I do like a swamp in a movie, all that Spanish moss and atmosphere, and it is here that Knight and his new friends form the ideas and bonds that eventually lead to a growing community, an uprising and the founding of a mixed race enclave, the titular Free State.
All this happens while Abraham Lincoln abolishes slavery, so all should have been rejoicing. but it’s actually what happens afterwards, as the film continues, that really intrigues, when life arguably gets worse for the freed black inhabitants. We witness the Ku Klux Klan, lynchings, burnings, segregation and the return of the plantation owners.
Meanwhile, Knight has fallen in love with a beautiful black woman, rachel, played by the wonderful Gugu Mbatha-raw, even though he’s still married, his wife Serena played by Keri russell. Mcconaughey plays it all rather well, a charismatic rebel leader, a robin Hood of the swamps and a troubled Lothario with weighty moral matters on his mind.
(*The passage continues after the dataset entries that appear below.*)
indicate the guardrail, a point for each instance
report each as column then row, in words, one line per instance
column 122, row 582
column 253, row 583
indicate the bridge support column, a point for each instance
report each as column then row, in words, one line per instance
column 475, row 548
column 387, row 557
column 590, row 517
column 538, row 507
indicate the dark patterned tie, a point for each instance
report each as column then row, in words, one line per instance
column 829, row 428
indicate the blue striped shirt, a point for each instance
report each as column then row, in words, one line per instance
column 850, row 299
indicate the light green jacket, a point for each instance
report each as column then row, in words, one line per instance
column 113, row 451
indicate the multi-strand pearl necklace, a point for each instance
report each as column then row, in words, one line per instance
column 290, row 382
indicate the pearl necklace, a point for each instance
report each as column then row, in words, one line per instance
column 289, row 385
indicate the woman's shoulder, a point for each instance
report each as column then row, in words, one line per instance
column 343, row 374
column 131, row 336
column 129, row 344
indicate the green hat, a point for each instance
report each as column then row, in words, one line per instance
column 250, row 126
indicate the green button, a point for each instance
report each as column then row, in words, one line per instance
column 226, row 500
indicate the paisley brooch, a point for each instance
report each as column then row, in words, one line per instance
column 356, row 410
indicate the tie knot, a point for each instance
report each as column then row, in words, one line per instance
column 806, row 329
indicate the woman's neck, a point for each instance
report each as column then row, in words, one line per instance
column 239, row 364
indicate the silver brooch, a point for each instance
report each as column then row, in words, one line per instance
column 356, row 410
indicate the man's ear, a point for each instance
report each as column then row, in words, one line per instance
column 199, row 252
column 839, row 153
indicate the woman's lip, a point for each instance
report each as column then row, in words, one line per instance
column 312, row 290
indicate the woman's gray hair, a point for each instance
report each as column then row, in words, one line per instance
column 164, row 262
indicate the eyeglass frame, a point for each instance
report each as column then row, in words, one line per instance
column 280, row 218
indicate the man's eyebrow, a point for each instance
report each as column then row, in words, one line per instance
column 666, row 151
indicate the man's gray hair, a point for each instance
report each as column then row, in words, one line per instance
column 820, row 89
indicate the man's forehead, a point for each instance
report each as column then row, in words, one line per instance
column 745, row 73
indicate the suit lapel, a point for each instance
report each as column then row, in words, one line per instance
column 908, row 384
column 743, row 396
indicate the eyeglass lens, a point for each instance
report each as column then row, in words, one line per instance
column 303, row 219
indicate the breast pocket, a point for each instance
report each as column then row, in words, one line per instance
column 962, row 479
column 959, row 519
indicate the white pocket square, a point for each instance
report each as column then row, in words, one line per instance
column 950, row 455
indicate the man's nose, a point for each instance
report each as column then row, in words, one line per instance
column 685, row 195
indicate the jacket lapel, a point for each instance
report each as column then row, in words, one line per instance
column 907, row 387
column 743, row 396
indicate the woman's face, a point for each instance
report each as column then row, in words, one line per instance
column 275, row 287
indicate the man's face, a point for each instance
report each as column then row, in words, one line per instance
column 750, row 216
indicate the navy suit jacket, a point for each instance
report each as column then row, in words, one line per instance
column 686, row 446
No wonder he can’t quite grow a full beard – all that worry.
As if there weren’t enough going on, director ross adds another layer, set 80 or so years in the future, where a bewildered young man is enduring one of those typically fruity Southern court trials under the charge of being descended from Knight and rachel and therefore guilty of intermarriage when he marries a white woman.
this segment alone would have made a great movie and, indeed, you do wonder why, in this age of Netflix and all that, if the whole thing mightn’t have been better as a 10-part tV series when its details and historical sweep would have more room to deepen and breathe.
I rarely wish a film were longer, but Free State of Jones feels a bit crammed, so the ticking of period cliché and history boxes takes the place of character and searing drama. Still, it’s handsome, fascinating and nobly performed by all – watch out, in particular, for Mahershala Ali, who was so good as the fixer remy in House of cards and who shines in the new film Moonlight, which I just caught at the London Film Festival and about which, I promise, you’ll be hearing much more soon.